Child Molester Priest Blames God Because His Gambling Loses









The only reason I'm posting this story is to highlight the issue again of Priest going for young boys. Boys, particularly if they are not sure of their sexual orienttion they would hesitate to expose the priest or person of authority because they would be afraid of what they erroneously think could also expose them as well. If these priests would only see this as an illness they can get help for instead of blaming it to any excuse under the sun. If you are doing something that hurts someone else it needs to be stopped on your own or with help. Being put on a sexual register for life and doing jail time should not be what makes one of these guys change course. They might never be cured;  Im not an expert but they can be stopped from hurting boys when they are vulnerable. If a priest or coach knows of this problem, why hang around boys? Kids can be many things because they have not formed a character which carries them to adulthood. Being around food when you have an addiction to food means you are not serious about changing.

A New Jersey priest says he was trying to get revenge on God for poker losses when he collected computerized child pornography at his weekend home in northeastern Pennsylvania, according to his attorney and court records.
The Rev. Kevin Gugliotta was sentenced Thursday to 11½ to 23½ months in the Wayne County jail, receiving credit for 10 months he’s already served. He pleaded guilty in March to a single count of disseminating child pornography after prosecutors dropped dozens of other charges that he possessed and distributed child porn.
Pretrial records show the 55-year-old Gugliotta told probation officers he felt God was attacking him when he lost poker tournaments and games and got “revenge” by collecting the porn.

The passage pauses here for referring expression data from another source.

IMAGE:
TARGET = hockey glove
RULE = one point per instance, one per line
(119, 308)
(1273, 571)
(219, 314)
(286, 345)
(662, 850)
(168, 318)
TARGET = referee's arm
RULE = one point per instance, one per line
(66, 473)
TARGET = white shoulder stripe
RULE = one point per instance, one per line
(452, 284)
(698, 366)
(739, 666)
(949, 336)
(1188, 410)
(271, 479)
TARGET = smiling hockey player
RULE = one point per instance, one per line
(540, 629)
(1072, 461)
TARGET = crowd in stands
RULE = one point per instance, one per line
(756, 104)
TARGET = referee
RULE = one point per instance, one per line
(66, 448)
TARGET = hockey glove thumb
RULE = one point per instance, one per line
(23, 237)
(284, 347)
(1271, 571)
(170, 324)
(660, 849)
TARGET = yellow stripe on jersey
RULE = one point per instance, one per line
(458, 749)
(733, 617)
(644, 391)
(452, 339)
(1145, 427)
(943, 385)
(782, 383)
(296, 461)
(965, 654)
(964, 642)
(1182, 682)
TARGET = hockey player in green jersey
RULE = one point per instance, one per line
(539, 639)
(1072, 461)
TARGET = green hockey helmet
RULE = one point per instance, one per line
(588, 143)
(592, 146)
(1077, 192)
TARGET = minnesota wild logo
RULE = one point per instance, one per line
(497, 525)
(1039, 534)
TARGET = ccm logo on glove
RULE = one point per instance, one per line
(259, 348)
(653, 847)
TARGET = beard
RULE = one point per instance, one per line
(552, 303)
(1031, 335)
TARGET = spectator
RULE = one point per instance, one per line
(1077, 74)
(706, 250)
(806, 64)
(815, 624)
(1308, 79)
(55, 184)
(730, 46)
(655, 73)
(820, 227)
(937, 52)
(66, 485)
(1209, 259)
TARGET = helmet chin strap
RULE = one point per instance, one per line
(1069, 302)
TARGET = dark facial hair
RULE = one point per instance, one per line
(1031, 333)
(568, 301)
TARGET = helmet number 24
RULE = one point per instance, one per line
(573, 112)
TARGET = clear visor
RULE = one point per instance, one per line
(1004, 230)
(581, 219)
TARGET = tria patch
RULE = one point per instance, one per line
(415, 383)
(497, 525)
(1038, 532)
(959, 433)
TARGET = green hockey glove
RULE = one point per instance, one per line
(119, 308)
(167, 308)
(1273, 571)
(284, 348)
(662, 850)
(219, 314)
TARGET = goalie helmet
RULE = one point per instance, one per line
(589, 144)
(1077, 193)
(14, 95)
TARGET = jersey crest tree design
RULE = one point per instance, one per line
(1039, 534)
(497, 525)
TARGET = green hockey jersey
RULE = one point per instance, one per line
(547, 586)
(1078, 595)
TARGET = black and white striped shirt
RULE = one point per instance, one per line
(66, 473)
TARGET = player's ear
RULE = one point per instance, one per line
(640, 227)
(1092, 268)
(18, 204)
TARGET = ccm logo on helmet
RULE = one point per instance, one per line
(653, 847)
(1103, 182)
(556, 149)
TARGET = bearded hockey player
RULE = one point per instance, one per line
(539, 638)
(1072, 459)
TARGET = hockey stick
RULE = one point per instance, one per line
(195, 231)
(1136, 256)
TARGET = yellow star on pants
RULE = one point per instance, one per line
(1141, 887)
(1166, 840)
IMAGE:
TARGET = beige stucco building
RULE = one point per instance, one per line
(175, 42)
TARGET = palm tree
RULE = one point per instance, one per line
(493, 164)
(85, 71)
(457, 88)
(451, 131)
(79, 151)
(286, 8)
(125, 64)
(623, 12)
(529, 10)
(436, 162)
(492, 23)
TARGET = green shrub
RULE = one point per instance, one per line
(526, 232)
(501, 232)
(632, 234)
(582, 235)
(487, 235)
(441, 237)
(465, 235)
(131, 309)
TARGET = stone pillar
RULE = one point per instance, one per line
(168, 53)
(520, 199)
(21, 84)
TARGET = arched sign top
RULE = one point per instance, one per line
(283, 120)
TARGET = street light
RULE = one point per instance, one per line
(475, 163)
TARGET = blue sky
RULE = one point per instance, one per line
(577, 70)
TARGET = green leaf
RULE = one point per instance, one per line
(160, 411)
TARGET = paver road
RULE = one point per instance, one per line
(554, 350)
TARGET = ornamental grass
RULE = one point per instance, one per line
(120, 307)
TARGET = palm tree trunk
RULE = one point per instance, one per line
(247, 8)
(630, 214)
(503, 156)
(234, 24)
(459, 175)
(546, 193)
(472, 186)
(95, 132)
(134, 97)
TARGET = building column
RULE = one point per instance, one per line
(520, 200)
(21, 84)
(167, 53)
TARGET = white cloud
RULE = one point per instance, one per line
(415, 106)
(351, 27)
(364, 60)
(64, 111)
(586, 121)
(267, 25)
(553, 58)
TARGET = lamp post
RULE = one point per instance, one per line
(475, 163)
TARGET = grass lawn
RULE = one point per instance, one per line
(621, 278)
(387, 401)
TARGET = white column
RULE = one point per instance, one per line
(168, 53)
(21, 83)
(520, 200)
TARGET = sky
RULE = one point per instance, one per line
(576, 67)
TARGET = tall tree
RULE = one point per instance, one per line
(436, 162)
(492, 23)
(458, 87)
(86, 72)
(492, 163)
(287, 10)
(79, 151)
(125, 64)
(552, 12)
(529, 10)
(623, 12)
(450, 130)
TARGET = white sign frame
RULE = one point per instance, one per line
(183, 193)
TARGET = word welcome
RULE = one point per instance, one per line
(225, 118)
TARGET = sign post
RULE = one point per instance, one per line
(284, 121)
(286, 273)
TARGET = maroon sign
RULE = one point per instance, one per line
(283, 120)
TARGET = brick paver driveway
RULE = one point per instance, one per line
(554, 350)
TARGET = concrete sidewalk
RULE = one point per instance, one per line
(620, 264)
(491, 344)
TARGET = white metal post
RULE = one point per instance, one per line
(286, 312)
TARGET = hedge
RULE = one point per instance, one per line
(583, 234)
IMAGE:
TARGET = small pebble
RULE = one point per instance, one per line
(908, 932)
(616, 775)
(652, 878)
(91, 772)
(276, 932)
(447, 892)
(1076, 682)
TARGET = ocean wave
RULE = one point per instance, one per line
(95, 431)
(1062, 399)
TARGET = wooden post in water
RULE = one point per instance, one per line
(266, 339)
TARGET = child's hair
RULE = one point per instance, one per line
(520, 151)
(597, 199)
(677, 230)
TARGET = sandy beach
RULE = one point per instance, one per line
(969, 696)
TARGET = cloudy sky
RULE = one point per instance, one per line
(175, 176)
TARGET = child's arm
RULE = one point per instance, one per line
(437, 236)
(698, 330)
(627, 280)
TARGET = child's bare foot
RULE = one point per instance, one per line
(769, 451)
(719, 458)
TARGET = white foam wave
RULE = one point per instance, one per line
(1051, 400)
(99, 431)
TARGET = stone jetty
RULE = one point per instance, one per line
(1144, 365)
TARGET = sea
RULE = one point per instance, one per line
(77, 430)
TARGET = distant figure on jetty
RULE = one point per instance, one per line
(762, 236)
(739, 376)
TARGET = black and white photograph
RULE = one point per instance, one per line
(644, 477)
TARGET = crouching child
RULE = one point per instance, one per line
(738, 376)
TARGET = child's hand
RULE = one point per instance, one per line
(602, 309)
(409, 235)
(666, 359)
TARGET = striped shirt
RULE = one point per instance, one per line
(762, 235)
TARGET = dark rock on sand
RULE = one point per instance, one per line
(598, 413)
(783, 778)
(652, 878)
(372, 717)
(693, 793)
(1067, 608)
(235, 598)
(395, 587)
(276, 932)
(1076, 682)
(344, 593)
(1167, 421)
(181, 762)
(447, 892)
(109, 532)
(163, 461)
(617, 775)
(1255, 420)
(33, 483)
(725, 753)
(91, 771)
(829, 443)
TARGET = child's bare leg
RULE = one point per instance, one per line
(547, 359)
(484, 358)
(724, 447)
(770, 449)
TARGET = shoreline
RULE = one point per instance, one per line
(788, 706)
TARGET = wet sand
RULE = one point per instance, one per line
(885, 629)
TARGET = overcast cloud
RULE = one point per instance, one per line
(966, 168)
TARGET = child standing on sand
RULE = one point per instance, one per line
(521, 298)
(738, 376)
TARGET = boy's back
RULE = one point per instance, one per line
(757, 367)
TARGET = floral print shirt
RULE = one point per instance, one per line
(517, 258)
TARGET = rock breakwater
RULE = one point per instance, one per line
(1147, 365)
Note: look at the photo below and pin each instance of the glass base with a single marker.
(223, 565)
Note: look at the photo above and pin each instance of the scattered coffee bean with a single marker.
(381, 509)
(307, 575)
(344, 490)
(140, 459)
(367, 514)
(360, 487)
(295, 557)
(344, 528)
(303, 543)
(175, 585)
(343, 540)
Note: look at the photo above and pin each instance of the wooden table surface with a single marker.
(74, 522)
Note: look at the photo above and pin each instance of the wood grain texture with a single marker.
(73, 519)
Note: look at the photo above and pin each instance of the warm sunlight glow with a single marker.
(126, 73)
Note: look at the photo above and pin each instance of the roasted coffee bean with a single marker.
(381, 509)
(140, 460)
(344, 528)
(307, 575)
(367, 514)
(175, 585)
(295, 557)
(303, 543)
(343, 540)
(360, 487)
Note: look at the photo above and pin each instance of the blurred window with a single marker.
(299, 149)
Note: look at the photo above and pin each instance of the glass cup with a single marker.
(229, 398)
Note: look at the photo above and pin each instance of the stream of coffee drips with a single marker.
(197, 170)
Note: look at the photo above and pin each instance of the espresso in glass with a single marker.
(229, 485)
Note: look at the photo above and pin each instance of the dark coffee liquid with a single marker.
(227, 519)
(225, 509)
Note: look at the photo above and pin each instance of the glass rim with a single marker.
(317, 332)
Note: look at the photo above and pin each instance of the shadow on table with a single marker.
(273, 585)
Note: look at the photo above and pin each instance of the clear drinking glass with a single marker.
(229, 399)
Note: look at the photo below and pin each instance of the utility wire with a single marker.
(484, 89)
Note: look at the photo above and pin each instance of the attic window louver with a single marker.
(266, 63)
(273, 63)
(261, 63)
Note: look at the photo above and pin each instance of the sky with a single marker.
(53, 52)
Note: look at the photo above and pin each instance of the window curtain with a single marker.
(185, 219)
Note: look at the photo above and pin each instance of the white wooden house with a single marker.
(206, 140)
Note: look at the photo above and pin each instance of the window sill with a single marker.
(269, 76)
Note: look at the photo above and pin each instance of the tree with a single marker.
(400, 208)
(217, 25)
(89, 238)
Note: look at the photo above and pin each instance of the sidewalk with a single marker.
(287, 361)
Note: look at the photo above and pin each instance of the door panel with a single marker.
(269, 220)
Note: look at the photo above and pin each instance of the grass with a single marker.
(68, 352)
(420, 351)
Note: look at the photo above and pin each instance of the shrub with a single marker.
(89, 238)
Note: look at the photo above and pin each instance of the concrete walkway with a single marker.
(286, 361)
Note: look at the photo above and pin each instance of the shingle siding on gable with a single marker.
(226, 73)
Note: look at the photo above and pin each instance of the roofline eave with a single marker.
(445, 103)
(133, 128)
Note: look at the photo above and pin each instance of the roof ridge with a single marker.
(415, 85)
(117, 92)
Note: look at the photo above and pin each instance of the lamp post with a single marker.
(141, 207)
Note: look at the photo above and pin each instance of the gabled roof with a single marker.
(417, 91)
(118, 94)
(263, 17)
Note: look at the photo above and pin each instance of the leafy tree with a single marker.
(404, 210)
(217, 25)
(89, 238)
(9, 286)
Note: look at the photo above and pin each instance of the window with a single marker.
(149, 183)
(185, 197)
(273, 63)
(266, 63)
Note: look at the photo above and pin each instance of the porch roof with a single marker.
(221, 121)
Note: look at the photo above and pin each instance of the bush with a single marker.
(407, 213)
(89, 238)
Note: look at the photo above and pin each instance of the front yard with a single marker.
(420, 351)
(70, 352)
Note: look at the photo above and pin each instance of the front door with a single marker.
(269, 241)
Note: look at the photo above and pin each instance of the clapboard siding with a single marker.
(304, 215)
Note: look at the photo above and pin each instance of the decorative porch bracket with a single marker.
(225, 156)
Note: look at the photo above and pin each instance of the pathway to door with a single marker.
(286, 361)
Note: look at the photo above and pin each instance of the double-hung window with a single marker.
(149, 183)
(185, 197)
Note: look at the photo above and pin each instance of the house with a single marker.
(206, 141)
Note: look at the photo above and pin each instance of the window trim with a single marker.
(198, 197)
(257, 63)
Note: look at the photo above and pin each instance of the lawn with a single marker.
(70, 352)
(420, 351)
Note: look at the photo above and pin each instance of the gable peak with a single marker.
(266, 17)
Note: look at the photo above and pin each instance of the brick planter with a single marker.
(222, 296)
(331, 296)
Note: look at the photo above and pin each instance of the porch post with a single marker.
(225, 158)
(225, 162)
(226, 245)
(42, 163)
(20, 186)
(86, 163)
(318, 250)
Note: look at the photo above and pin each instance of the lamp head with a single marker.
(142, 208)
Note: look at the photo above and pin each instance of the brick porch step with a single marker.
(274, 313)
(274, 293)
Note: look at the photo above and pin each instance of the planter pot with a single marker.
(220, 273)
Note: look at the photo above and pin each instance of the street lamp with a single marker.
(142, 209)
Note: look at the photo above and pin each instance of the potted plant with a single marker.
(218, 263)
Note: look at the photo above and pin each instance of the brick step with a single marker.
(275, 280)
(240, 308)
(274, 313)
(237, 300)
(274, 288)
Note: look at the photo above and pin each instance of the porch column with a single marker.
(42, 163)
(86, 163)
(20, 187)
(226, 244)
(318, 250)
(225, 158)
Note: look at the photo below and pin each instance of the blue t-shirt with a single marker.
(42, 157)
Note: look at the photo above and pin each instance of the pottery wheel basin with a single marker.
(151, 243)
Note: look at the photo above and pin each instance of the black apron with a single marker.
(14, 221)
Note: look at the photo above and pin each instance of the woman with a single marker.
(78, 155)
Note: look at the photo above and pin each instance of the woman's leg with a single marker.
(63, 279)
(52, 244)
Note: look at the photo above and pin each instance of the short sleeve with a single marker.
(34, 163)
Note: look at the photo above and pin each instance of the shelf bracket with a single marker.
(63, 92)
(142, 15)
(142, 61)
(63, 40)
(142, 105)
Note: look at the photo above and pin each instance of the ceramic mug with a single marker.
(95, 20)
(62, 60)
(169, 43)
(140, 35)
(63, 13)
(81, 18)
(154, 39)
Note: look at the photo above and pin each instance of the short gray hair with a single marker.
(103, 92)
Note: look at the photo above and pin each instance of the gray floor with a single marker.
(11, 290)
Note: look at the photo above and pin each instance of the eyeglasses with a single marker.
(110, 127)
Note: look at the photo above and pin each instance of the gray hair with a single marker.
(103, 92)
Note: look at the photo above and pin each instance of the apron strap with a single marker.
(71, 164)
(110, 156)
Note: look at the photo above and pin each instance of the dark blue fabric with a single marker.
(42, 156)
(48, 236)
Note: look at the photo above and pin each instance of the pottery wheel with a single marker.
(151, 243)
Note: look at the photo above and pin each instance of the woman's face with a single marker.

“That was his reason,” defense attorney James Swetz said. “He’s not happy that’s how he felt, as the judge indicated. There are other ways to handle issues and handle anger.”
Jim Goodness, director of communications for the Archdiocese of Newark, said Gugliotta has been removed from public ministry since church officials learned of the investigation in September.
Additional discipline, including possible removal from the priesthood, is possible “now that the process in the courts has been completed,” Goodness said. “We’ve also kept Rome abreast of the situation.”
The Monroe County, Pennsylvania district attorney’s office last August was investigating child pornography and determined some had been uploaded to a computer at Gugliotta’s weekend home in Gouldsboro. The tiny Pennsylvania hamlet is about 90 miles west of Holy Spirit Church, where he served as parochial vicar in Union, New Jersey.
Monroe County authorities alerted those in Wayne County, who tried to search the Gouldsboro home in September. But authorities couldn’t find Gugliotta at home and couldn’t lure him there using a ruse so they could search the computer before he had a chance to destroy the evidence.
Wayne County authorities wound up tracking down the priest at the New Jersey church where they interviewed him and found his laptop computer in the church rectory.
Gugliotta had previously been suspended from ministry in 2003 for allegedly molesting a teenage boy in the 1980s. But because the incident occurred when he was still a layman and before he entered the priesthood, the Archdiocese of Newark ruled he could not be punished and quietly reinstated him in 2004.
He went on to have a long career in the priesthood, including ministering to youth groups.